Projeto usa o RAP como meio de aprendizado literário e musical para adolescentes em processo de ressocialização no Rio de Janeiro


Em 2010, o rapper Marcelo Biorki iniciou uma série de atendimentos a adolescentes que estavam cumprindo medida socioeducativa em uma unidade de semiliberdade do interior de São Paulo. Intitulado Liberdade dos meus versoso projeto seria apenas uma ação pontual, mas tornou-se uma ferramenta útil no processo de ressocialização em 22 unidades da Fundação Casa espalhadas por 16 cidades do Estado de São Paulo.

voluntariamente, biorki também visitou unidades em Belo Horizonte, entre 2014 e 2017, e atualmente trabalha no A DESGASE (Secretaria Geral de Ações Socioeducativas), na cidade do Rio de Janeiro. Lá, os internos têm contato com a literatura e a escrita, para serem introduzidos à composição musical, e depois participam de oficinas para aprender a teoria da musicalização, onde são abordados o contexto de ritmo, ritmo e composição dos instrumentos.

Na etapa final, levamos todos os equipamentos de estúdio necessários para a unidade socioeducativa e gravamos as músicas criadas por eles.

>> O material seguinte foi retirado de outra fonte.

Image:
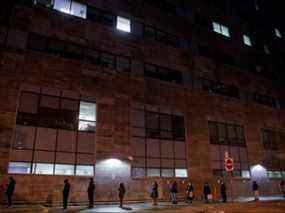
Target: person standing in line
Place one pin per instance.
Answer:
(65, 193)
(189, 192)
(122, 192)
(255, 190)
(223, 192)
(207, 192)
(10, 190)
(154, 193)
(282, 187)
(173, 191)
(91, 191)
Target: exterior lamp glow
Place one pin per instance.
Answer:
(258, 172)
(113, 162)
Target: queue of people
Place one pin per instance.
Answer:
(173, 190)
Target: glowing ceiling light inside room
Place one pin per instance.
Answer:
(113, 162)
(257, 167)
(123, 24)
(258, 172)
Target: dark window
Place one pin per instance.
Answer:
(179, 129)
(163, 74)
(161, 36)
(226, 134)
(37, 42)
(92, 56)
(73, 51)
(173, 41)
(270, 139)
(165, 126)
(265, 100)
(56, 47)
(108, 60)
(123, 64)
(220, 88)
(151, 71)
(149, 33)
(100, 16)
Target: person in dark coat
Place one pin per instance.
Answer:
(65, 193)
(154, 193)
(173, 191)
(255, 190)
(122, 192)
(10, 190)
(91, 191)
(189, 192)
(282, 187)
(207, 192)
(223, 192)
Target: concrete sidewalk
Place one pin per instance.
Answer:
(197, 206)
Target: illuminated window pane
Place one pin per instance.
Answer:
(42, 168)
(221, 29)
(246, 40)
(153, 172)
(19, 168)
(138, 172)
(216, 27)
(277, 174)
(123, 24)
(245, 174)
(86, 170)
(86, 126)
(61, 169)
(87, 111)
(277, 33)
(62, 6)
(180, 172)
(167, 172)
(78, 9)
(225, 31)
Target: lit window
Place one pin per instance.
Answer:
(19, 168)
(71, 7)
(277, 33)
(87, 116)
(245, 174)
(153, 172)
(123, 24)
(82, 170)
(221, 29)
(62, 169)
(62, 6)
(266, 49)
(225, 31)
(246, 40)
(42, 169)
(216, 27)
(167, 173)
(274, 174)
(87, 111)
(180, 172)
(78, 9)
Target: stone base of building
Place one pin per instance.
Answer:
(47, 190)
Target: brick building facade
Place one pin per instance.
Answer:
(132, 91)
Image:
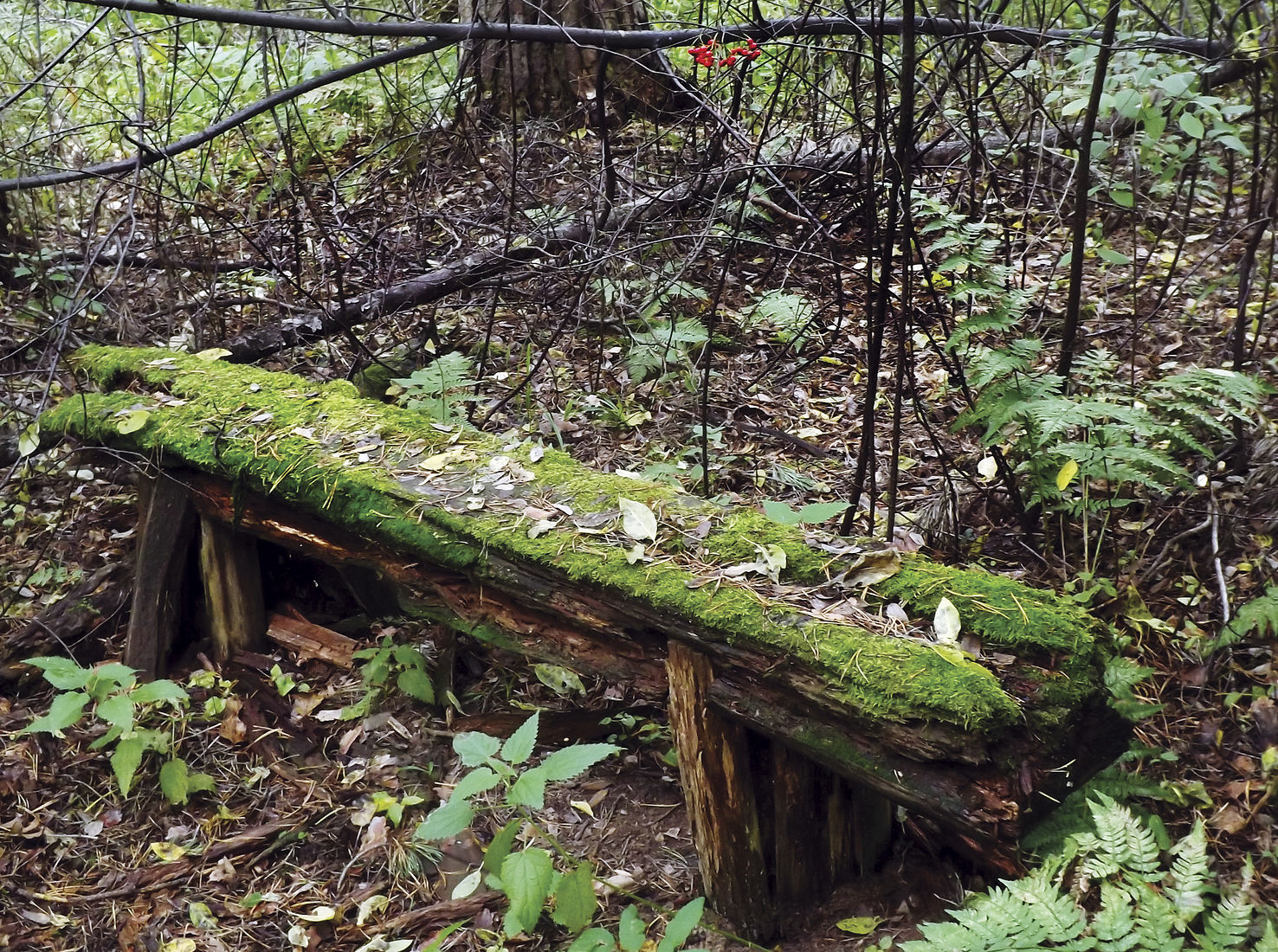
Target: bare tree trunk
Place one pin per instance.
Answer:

Para cada aula assistida, gravamos uma música”, diz o rapper.

Recentemente, a unidade João Luiz Alves sediou um evento organizado pelo advogado criminalista Gabriela Amorim em parceria com o DESACELERAR (Departamento de Cultura, Esporte e Lazer do DEGASE), que contou com a participação do Instituto Favela Cria e alguns MCs do Rio, como BLACK, Mazin, Gebe MC, Jean Surmann, DoisT, TG Garcia, Yan Souza e Lucas Hashi.

Durante a tarde de interação musical, houve também uma roda de conversa e apresentações, fundamental para que artistas e adolescentes conhecessem diferentes realidades.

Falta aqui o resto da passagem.